Granny Compton's Butterscotch Pie

Granny Compton’s Butterscotch Pie
 
A vintage recipe passed down from my children's great-great-grandmother.
Ingredients
  • 1 baked pie shell
  • 1½ c brown sugar
  • ⅓ cup flour
  • pinch of salt
  • 3 egg yolks, beaten
  • 2 cups milk
  • 1½ Tb butter
  • 1 tsp vanilla
  • 2 Tb bourbon (optional)
Instructions
  1. In an iron skillet, stir together the brown sugar, flour and salt. In a bowl, whisk together the egg yolks and milk. Pour those into the skillet and begin stirring the mixture over medium heat. Cook until the pudding becomes "good and thick." Stir in the butter and vanilla and optional bourbon.

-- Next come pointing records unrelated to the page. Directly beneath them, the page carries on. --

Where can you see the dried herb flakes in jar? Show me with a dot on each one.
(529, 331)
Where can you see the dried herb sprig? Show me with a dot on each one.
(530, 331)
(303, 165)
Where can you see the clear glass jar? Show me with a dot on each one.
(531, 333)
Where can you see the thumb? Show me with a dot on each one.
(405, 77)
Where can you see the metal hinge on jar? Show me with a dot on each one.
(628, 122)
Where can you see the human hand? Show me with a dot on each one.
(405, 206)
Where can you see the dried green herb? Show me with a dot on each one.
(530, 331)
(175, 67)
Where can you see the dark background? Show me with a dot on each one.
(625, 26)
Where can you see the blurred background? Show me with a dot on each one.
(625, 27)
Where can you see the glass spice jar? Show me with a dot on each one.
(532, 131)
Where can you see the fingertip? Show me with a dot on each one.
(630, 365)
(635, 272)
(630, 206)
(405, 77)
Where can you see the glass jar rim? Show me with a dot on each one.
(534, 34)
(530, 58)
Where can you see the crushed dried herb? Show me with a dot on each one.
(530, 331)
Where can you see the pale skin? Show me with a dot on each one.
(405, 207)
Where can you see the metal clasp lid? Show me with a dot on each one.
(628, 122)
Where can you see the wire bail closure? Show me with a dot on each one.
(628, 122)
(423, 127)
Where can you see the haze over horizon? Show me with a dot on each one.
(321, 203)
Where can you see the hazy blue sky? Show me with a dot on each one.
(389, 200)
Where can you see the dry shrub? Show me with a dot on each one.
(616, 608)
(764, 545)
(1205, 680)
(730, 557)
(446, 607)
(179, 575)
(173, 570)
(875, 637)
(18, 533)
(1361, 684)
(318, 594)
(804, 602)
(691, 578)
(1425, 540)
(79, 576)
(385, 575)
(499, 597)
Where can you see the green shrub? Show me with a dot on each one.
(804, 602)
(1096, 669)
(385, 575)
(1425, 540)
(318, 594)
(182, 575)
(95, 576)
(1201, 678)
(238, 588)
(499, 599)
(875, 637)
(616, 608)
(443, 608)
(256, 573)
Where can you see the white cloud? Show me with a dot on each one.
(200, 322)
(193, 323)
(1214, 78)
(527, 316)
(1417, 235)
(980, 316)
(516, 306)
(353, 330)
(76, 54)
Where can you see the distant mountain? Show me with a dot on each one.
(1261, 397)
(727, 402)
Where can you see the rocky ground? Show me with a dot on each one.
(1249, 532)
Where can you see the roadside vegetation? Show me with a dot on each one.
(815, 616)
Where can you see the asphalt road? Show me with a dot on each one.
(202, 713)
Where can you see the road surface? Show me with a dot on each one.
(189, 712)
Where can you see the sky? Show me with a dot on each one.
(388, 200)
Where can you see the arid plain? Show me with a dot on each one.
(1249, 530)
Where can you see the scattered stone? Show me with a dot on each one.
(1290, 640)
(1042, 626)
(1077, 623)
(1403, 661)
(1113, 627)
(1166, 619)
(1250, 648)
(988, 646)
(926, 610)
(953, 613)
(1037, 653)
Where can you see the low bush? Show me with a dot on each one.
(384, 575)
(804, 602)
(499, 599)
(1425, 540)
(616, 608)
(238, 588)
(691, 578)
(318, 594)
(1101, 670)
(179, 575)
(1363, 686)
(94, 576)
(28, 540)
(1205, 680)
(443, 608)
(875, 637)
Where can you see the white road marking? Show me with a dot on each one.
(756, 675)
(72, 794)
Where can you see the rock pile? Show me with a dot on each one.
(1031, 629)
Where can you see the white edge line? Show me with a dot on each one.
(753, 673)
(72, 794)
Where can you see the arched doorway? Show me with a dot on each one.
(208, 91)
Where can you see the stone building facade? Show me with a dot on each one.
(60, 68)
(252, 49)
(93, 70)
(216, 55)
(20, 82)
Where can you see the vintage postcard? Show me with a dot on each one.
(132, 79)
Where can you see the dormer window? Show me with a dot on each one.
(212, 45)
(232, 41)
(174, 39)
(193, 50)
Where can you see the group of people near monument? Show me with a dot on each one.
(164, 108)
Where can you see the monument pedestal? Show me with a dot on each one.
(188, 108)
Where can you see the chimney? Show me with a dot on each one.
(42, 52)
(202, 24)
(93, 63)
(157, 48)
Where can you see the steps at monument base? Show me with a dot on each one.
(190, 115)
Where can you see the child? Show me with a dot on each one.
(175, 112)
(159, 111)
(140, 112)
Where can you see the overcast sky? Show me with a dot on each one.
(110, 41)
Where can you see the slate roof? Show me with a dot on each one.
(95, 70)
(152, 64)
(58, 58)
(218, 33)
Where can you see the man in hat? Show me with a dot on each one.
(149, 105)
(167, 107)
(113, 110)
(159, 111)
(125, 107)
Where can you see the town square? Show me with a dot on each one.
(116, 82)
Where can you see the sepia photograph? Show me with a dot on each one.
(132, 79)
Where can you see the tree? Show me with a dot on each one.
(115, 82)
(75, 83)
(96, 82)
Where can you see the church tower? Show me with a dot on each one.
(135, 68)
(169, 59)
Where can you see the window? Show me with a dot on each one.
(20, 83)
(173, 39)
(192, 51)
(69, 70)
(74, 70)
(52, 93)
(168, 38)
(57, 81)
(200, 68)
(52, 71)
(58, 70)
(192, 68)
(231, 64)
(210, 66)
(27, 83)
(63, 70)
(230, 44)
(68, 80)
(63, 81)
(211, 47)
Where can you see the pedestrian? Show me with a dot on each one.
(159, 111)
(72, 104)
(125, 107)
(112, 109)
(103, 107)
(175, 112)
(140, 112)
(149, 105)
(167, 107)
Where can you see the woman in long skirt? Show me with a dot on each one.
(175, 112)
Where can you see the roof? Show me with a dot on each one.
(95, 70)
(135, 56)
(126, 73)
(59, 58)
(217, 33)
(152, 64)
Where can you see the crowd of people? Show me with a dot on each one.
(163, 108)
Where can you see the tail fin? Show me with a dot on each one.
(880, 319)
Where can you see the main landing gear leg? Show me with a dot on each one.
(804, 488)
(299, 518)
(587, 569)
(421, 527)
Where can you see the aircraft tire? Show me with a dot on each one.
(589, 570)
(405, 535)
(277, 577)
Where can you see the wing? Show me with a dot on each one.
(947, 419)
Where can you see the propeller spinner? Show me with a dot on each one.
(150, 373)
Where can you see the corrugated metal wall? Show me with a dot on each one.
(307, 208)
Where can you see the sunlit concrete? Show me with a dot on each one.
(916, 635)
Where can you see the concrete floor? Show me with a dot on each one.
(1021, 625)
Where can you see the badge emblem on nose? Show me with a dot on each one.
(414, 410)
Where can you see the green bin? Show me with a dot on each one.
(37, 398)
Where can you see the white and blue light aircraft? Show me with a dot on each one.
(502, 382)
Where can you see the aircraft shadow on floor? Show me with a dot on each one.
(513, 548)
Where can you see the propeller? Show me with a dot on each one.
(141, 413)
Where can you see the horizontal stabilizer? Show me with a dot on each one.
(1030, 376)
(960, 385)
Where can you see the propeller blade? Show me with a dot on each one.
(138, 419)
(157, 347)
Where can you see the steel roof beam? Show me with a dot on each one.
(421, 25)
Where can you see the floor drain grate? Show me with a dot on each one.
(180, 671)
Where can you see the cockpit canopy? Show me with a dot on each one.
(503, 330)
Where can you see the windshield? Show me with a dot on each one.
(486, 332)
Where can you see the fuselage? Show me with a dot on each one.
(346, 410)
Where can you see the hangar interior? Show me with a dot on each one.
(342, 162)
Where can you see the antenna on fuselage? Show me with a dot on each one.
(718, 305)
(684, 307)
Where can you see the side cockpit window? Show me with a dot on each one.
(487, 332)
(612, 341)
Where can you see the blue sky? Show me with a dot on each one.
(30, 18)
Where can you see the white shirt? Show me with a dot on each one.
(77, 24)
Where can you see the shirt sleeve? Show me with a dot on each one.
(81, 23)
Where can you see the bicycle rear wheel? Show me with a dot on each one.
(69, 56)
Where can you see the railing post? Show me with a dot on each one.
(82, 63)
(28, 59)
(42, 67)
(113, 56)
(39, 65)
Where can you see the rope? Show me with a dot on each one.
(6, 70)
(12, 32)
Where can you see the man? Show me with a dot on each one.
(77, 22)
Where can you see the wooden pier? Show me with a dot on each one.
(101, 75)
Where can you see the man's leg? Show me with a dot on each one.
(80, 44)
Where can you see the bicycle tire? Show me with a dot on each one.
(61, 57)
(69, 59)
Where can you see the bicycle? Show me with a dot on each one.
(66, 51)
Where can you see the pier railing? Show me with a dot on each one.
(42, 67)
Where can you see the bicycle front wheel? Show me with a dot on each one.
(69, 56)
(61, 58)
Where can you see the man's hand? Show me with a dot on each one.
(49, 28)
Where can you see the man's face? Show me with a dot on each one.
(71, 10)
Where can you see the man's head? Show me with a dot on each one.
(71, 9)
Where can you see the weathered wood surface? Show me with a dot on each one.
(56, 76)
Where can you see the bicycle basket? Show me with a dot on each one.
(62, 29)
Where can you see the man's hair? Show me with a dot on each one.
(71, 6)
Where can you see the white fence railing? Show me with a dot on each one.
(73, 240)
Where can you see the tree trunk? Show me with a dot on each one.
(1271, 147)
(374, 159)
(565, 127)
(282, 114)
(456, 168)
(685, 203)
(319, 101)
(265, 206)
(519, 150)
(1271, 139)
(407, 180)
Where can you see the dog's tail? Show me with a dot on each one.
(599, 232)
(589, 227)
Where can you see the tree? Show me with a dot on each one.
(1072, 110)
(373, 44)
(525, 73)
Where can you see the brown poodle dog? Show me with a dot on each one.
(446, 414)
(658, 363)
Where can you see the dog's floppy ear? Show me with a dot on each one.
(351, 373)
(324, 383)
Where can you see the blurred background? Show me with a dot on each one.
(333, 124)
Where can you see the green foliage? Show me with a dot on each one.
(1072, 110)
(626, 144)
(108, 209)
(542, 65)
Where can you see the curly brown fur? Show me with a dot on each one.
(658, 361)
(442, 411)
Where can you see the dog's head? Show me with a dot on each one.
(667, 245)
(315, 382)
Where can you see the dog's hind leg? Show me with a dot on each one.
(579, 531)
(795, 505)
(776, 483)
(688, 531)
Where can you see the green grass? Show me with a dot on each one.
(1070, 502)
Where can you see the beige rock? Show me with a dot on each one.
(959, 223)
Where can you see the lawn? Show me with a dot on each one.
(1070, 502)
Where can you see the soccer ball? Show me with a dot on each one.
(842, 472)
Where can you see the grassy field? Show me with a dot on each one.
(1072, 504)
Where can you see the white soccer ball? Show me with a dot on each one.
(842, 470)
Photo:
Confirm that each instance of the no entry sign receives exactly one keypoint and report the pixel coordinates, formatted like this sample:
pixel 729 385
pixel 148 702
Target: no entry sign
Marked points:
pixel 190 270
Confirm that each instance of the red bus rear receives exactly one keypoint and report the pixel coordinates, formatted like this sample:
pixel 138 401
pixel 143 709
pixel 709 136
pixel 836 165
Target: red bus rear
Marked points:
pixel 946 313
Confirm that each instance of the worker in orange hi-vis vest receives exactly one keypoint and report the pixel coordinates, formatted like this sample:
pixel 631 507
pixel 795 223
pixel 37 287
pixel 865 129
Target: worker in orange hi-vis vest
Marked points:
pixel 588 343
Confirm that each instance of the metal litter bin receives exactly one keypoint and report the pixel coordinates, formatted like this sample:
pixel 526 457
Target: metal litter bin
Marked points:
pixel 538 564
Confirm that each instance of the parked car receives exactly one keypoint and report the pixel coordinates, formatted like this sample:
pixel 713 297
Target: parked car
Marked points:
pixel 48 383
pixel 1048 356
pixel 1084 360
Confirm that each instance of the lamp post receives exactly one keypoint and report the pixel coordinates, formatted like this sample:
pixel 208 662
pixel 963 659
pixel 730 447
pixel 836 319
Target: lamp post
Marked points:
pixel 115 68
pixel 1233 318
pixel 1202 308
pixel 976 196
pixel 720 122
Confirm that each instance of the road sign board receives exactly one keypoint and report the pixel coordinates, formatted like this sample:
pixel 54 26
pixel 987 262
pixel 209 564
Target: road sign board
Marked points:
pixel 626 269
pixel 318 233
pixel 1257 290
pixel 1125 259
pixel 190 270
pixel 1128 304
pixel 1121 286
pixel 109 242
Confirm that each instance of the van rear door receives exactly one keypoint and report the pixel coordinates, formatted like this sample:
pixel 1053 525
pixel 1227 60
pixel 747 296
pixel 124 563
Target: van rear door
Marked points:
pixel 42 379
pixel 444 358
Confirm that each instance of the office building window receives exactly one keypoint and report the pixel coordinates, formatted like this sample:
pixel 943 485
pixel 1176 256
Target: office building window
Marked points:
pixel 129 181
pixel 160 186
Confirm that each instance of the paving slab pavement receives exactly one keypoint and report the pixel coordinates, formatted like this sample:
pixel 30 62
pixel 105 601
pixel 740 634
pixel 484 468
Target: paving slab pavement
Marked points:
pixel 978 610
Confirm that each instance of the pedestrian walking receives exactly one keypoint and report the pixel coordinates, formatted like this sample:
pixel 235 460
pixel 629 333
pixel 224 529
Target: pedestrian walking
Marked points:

Continue to stir and cook another minute or so, intil the butter is completely mixed in. Pour into the baked pie shell. Allow the pie to come to room temperature and then refrigerate. Enjoy topped with whipped cream.

Optional Pie Crust Recipe – this is my go-to pie crust that I use for pretty much everything.

Pie Crust
 
Making this dough in a food processor is quick and simple, and turns out every time I make it.
Serves: Dough for 2 standard pie crusts, or one double crust pie
Ingredients
  • 2¼ c all purpose flour
  • 1 tsp salt
  • 1 c (2 sticks) very cold butter, cut into small pieces
  • 7-9 teaspoons ice cold water
Instructions
  1. Combine the flour and salt in a food processor. Add in the cold butter. Pulse the food processor until the butter is broken up and the mixture is crumbly. I generally pulse it three times with about 4 second pulses. Turn on the food processor and drizzle in the water. Add just enough water to make a crumbly dough. If you add enough water for the dough to come together into a ball, you will have dough that is way too wet, and will be tough.
  2. Separate the dough and form into two disks. Wrap them in plastic wrap and chill in the fridge for 30 minutes before using.
Notes
For a pie that calls for a baked pie crust, use one dough disk, roll it out and form the crust in the pie plate. Poke the crust all over with a fork. Chill while you preheat your oven to 475 degrees. Bake for 8-10 minutes or until lightly golden. Cool and use as needed.